I have 3 lcd thermostats (timeguard tpt44) for my heating mats. I haven't got a clue how to work them. I've read the instructions which appear to be double dutch. I even rang the manufacturer's technical department. I got the distinct impression that they also didn't know how to use the devices.

After randomly switching all the buttons and countless resettings, I have managed to get some heat from one of the mats but negligible and it just goes off an on when ever it feels like it. Can anyone tell me how these things works?
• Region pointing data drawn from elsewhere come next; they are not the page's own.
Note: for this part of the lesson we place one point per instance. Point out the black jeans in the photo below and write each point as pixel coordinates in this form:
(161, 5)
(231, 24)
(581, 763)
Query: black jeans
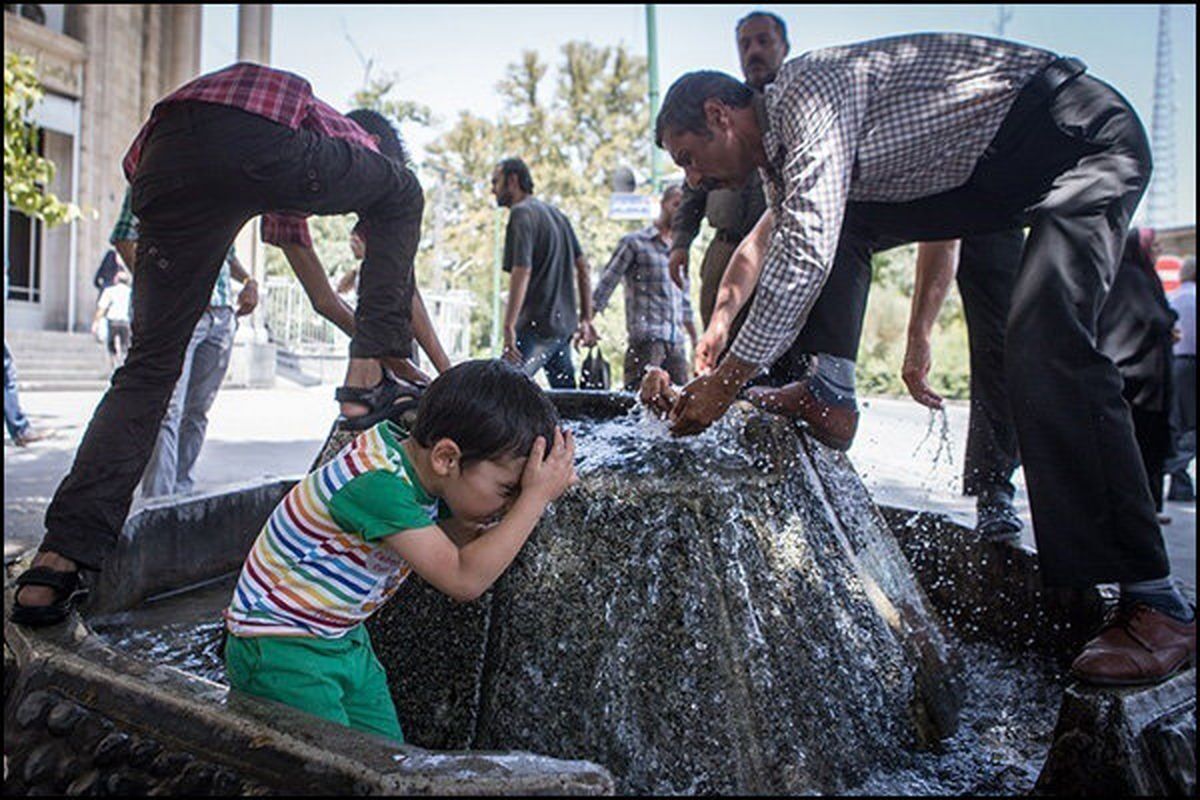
(1071, 162)
(988, 269)
(205, 170)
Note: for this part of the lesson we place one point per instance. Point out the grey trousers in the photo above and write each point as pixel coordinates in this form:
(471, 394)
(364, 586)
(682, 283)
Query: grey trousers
(181, 433)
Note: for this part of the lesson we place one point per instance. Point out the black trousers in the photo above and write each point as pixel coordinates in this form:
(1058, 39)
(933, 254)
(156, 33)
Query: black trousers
(205, 170)
(1071, 162)
(988, 269)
If like me, you think they are rubbish, can you recommend a simple and cost effective alternative thermostat which I can program to come on automatically at different times of the day?

Thanks


----------



## SABL (Jul 4, 2008)

Who did the installation of the mats and thermostats? The installer should be able to help.

I did find this link:
http://www.timeguard.com/pdf/instructions/tpt44.pdf


----------



## needheat (Aug 4, 2008)

SABL said:


> Who did the installation of the mats and thermostats? The installer should be able to help.
> 
> I did find this link:
> http://www.timeguard.com/pdf/instructions/tpt44.pdf


After I bought the flat, I contacted the previous owner who developed the property. They didn't want to offer me any assistance whatsoever. 
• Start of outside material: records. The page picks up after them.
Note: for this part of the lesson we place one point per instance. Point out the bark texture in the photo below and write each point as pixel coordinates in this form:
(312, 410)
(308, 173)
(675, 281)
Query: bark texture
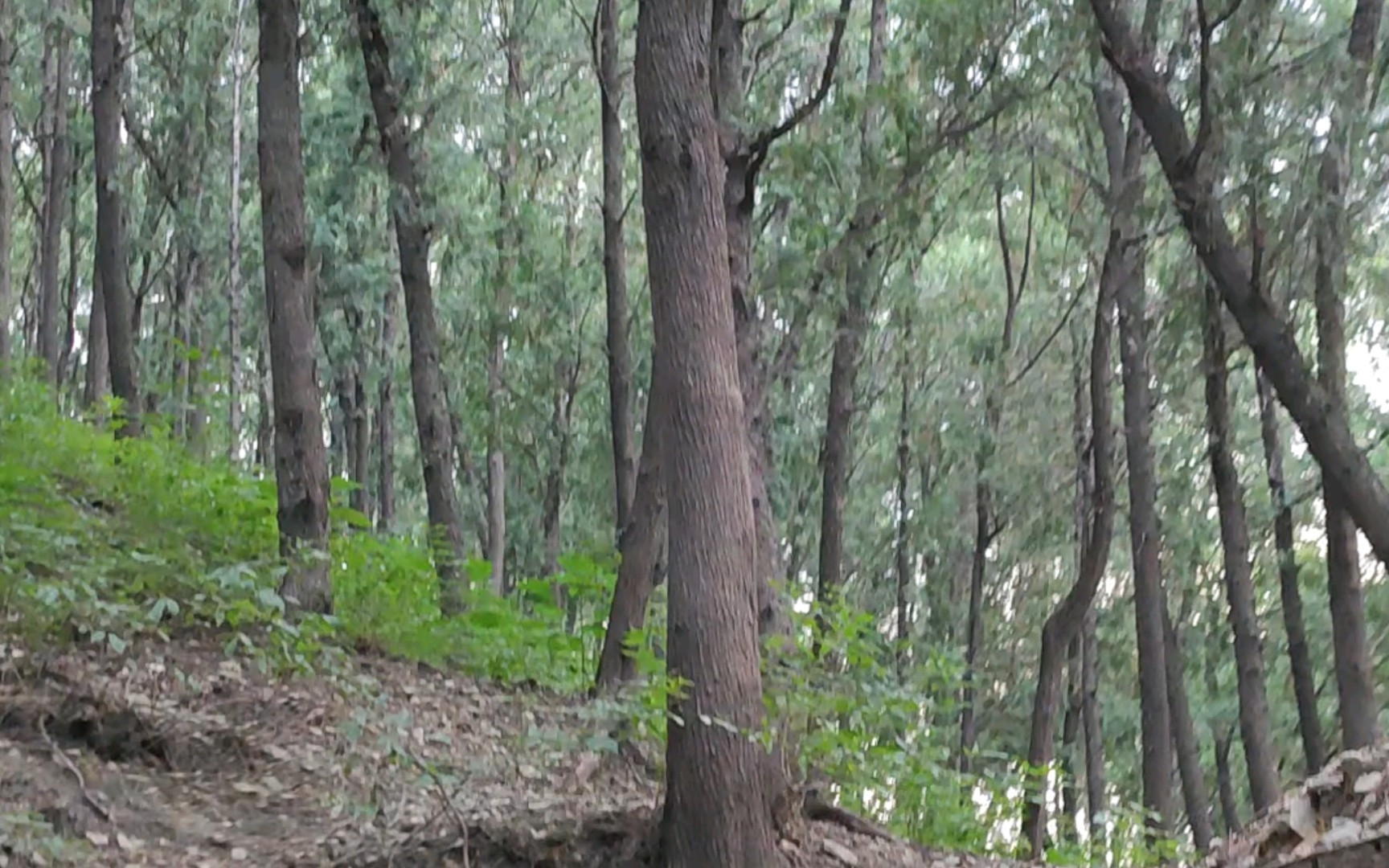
(614, 263)
(301, 459)
(717, 812)
(107, 55)
(1299, 657)
(1255, 727)
(1268, 335)
(1354, 671)
(55, 158)
(413, 244)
I had already downloaded the manual for the timeguard thermostats but it simply doesn't make sense. When I rang timeguard, their own technical department appeared not to understand the manual either.

I'm just wondering if I should just removed the timeguard themostats for another brand. Can you recommend anything cost effective and easy to use (emphasise being on easy to use)?

Thanks


----------



## SABL (Jul 4, 2008)

I don't quite Know what will be the easiest or the most economical. The cost of new thermostats and installation might outweigh the cost of having a heating/cooling tech stop by and give hands-on advice. 
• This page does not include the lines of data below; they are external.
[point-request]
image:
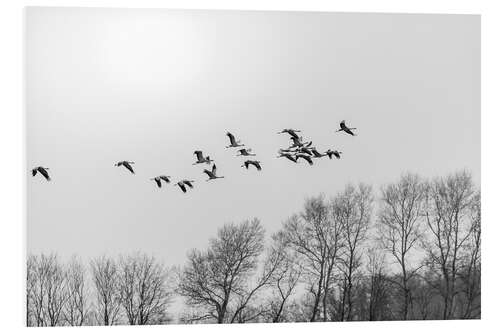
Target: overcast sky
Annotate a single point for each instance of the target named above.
(152, 86)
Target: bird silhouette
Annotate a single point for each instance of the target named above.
(42, 171)
(290, 131)
(200, 158)
(344, 128)
(126, 164)
(233, 142)
(254, 163)
(331, 153)
(317, 154)
(287, 155)
(305, 157)
(158, 180)
(245, 152)
(212, 174)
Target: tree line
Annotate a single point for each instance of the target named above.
(409, 252)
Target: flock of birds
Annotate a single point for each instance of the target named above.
(299, 149)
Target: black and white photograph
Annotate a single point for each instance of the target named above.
(229, 166)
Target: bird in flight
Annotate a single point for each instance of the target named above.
(344, 128)
(245, 152)
(290, 131)
(331, 153)
(158, 180)
(42, 171)
(212, 174)
(287, 155)
(305, 157)
(316, 154)
(126, 164)
(233, 142)
(200, 158)
(182, 184)
(256, 164)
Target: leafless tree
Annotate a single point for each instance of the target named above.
(315, 236)
(105, 278)
(285, 280)
(145, 288)
(47, 290)
(379, 287)
(470, 273)
(401, 216)
(450, 202)
(76, 309)
(217, 281)
(352, 210)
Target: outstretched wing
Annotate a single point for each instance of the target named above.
(44, 173)
(199, 155)
(232, 140)
(188, 183)
(165, 178)
(158, 181)
(128, 166)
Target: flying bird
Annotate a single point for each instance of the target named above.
(200, 158)
(297, 142)
(290, 131)
(344, 128)
(317, 154)
(212, 174)
(42, 171)
(331, 153)
(254, 163)
(287, 156)
(182, 184)
(245, 152)
(305, 157)
(233, 141)
(188, 182)
(126, 164)
(158, 180)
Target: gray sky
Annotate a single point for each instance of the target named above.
(152, 86)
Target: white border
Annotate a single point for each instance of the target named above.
(13, 168)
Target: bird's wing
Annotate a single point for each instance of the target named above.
(128, 166)
(44, 173)
(158, 181)
(231, 138)
(199, 155)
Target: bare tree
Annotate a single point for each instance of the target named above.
(76, 309)
(315, 237)
(217, 281)
(352, 210)
(284, 281)
(47, 293)
(450, 203)
(145, 290)
(378, 287)
(401, 216)
(105, 278)
(470, 273)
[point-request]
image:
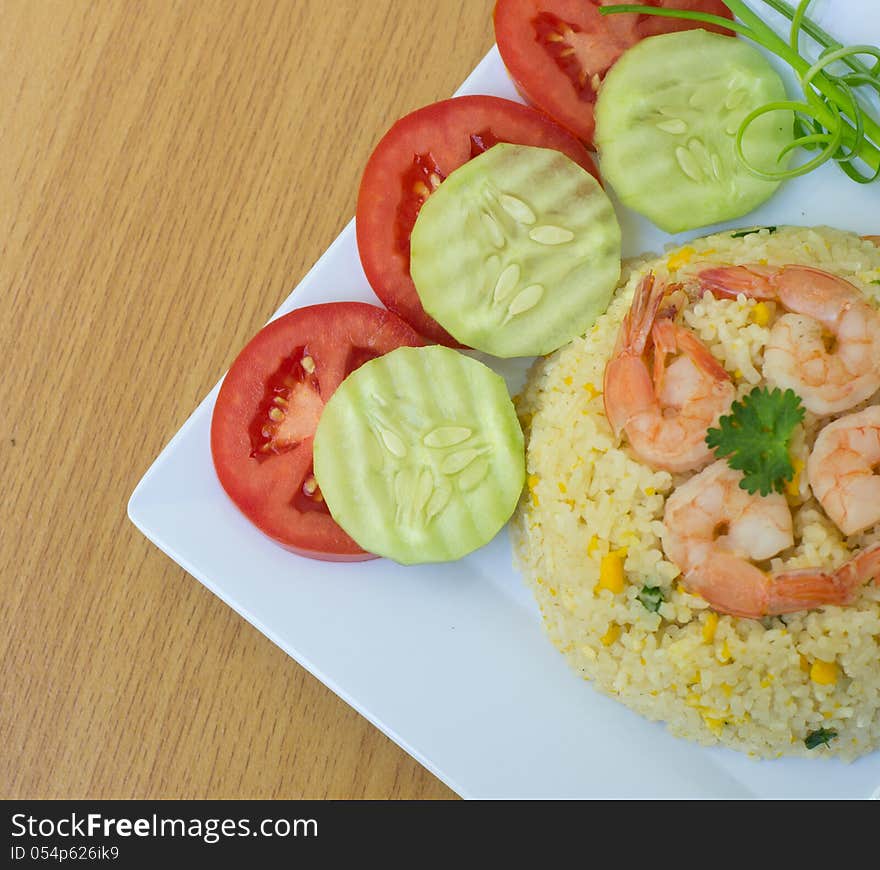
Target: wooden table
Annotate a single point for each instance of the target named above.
(168, 172)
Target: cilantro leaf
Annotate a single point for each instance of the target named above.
(651, 597)
(755, 437)
(821, 737)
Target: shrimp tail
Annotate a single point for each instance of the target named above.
(636, 326)
(728, 282)
(808, 588)
(627, 381)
It's a shame that people want to sell you something but don't want to provide follow-up service.

Hope it works out and keep us posted.
SABL


----------



## needheat (Aug 4, 2008)

I have managed to dig up some information about the floor mats from which I get very little heat. 

They are 1600 watt and 1.5m2, but I don't yet know who makes them. 

I wonder if the Timeguard thermostats that were installed by the developers are unsuitable for the mats. Is there a universal thermostat available for all heating mats. Can you or anyone recommend a make that is okay to use?

===================




SABL said:


> I don't quite Know what will be the easiest or the most economical. The cost of new thermostats and installation might outweigh the cost of having a heating/cooling tech stop by and give hands-on advice.
> 
> It's a shame that people want to sell you something but don't want to provide follow-up service.
> 
> ...


----------